The boy did as he was bid, for he was a willing enough little fellow; but when he entered the barn his brothers, in revenge for his having run away from them in the afternoon, set on him and pulled him down, and piled so much straw on top of him that, had his father not come from the farmhouse to see what they were all waiting for, he would certainly have been smothered.

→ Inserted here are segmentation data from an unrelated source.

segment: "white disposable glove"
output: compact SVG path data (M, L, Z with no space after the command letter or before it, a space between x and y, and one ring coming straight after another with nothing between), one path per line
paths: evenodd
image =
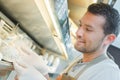
M48 74L49 69L42 56L39 56L34 51L32 51L32 49L27 47L21 47L18 49L20 52L20 56L24 62L35 67L43 75Z
M47 80L34 67L27 65L22 61L13 62L13 65L17 73L17 80Z

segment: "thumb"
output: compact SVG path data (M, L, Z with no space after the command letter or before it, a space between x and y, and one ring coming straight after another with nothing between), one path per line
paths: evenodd
M13 62L14 69L17 72L18 75L23 75L25 69L27 68L27 65L23 62Z

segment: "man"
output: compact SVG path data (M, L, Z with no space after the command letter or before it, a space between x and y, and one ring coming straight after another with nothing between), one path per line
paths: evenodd
M118 66L106 54L107 48L118 35L119 25L117 10L104 3L90 5L76 32L75 48L83 53L83 58L67 70L67 75L58 77L57 80L120 80ZM22 67L24 65L14 64L18 73L25 69Z

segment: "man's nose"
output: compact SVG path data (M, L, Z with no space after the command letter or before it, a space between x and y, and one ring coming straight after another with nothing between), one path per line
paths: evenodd
M84 34L83 28L82 28L82 27L79 27L79 28L77 29L77 31L76 31L76 36L82 37L83 34Z

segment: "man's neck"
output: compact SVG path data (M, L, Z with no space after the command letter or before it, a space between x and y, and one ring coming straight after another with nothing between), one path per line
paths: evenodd
M102 52L101 53L83 53L82 62L90 62L102 54L103 54Z

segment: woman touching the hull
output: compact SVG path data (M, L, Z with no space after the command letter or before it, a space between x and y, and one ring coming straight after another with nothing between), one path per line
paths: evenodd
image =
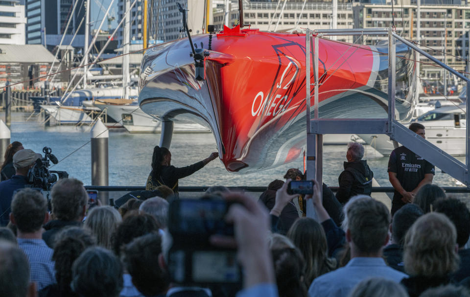
M171 165L171 153L165 147L155 146L152 156L152 171L147 179L145 190L154 191L157 187L166 185L173 190L178 196L178 181L180 179L189 176L204 167L211 161L219 156L219 153L214 152L209 157L192 165L177 168Z

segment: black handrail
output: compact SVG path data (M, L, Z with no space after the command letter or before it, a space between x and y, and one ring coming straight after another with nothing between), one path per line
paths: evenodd
M180 186L178 188L180 192L205 192L209 186ZM264 186L234 186L227 187L230 189L241 192L261 192L266 190ZM441 187L447 193L470 193L470 188L464 187ZM119 186L119 185L86 185L87 190L96 191L105 191L108 192L130 192L145 189L145 187L140 186ZM329 188L333 192L337 192L339 187L331 186ZM392 187L372 187L373 193L393 193Z

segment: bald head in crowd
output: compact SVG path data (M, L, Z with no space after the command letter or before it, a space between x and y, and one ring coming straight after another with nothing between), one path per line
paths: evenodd
M29 264L24 253L10 242L0 241L0 296L35 296L36 286L29 282Z
M157 197L144 201L139 210L153 216L158 223L159 228L164 229L168 224L168 207L166 200Z

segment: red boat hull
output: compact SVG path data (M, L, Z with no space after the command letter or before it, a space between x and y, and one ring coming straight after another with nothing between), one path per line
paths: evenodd
M212 39L203 81L194 78L187 39L147 50L140 81L141 107L158 118L208 127L229 171L289 162L306 143L305 39L305 34L226 30ZM205 48L208 40L207 35L193 38ZM386 52L377 52L384 49L323 39L319 47L320 116L386 117L387 96L382 90L387 90L388 59ZM402 51L409 54L406 48ZM414 65L404 59L397 62L397 85L409 90ZM310 73L313 83L311 67ZM411 116L413 92L397 94L398 117Z

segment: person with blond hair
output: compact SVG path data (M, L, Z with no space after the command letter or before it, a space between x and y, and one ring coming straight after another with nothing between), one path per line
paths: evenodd
M325 231L316 221L311 218L299 219L289 229L287 236L305 259L305 282L307 286L315 278L336 269L336 260L328 257Z
M401 281L410 297L429 288L446 285L459 268L457 231L445 215L425 214L411 226L405 236L403 261L410 275Z
M364 279L348 297L408 297L403 286L382 277Z
M118 210L110 206L95 206L90 211L85 226L96 237L98 246L112 250L111 235L122 221Z

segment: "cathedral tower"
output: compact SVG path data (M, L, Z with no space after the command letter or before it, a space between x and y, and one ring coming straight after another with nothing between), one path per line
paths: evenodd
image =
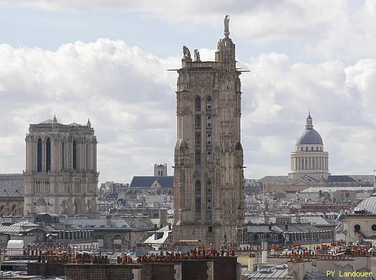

But when, at supper-time, his mother was quarrelling with the other lads for what they had done, and saying to them that it was only cowards who set on bairns littler and younger than themselves, Assipattle looked up from the bowl of porridge which he was supping.

‘Don’t vex yourself, Mother,’ he said, ‘for I could have fought them all if I liked; ay, and beaten them, too.’

‘Why didn’t you try it then?’ cried everybody at once.

‘Because I knew that I would need all my strength when I go to fight the Giant Stoorworm,’ replied Assipattle gravely.

And, as you may fancy, the others laughed louder than before.

Time passed, and every Saturday seven lassies were thrown to the Stoorworm, until at last it was felt that this state of things could not be allowed to go on any longer; for if it did, there would soon be no maidens at all left in Orkney.

So the Elders met once more, and, after long consultation, it was agreed that the Sorcerer should be summoned, and asked what his other remedy was. ‘For, in truth,’ said they, ‘it cannot be worse than that which we are practising now.’

But, had they known it, the new remedy was even more dreadful than the old. For the cruel Queen hated her stepdaughter, Gemdelovely, and the wicked Sorcerer knew that she did, and that she would not be sorry to get rid of her, and, things being as they were, he thought that he saw a way to please the Queen. So he stood up in the Council, and, pretending to be very sorry, said that the only other thing that could be done was to give the Princess Gemdelovely to the Stoorworm, and then it would surely depart.

When they heard this sentence a terrible stillness fell upon the Council, and everyone covered his face with his hands, for no man dared look at the King.

But although his dear daughter was as the apple of his eye, he was a just and righteous monarch, and he felt that it was not right that other fathers should have been forced to part with their daughters, in order to try and save the country, if his child was to be spared.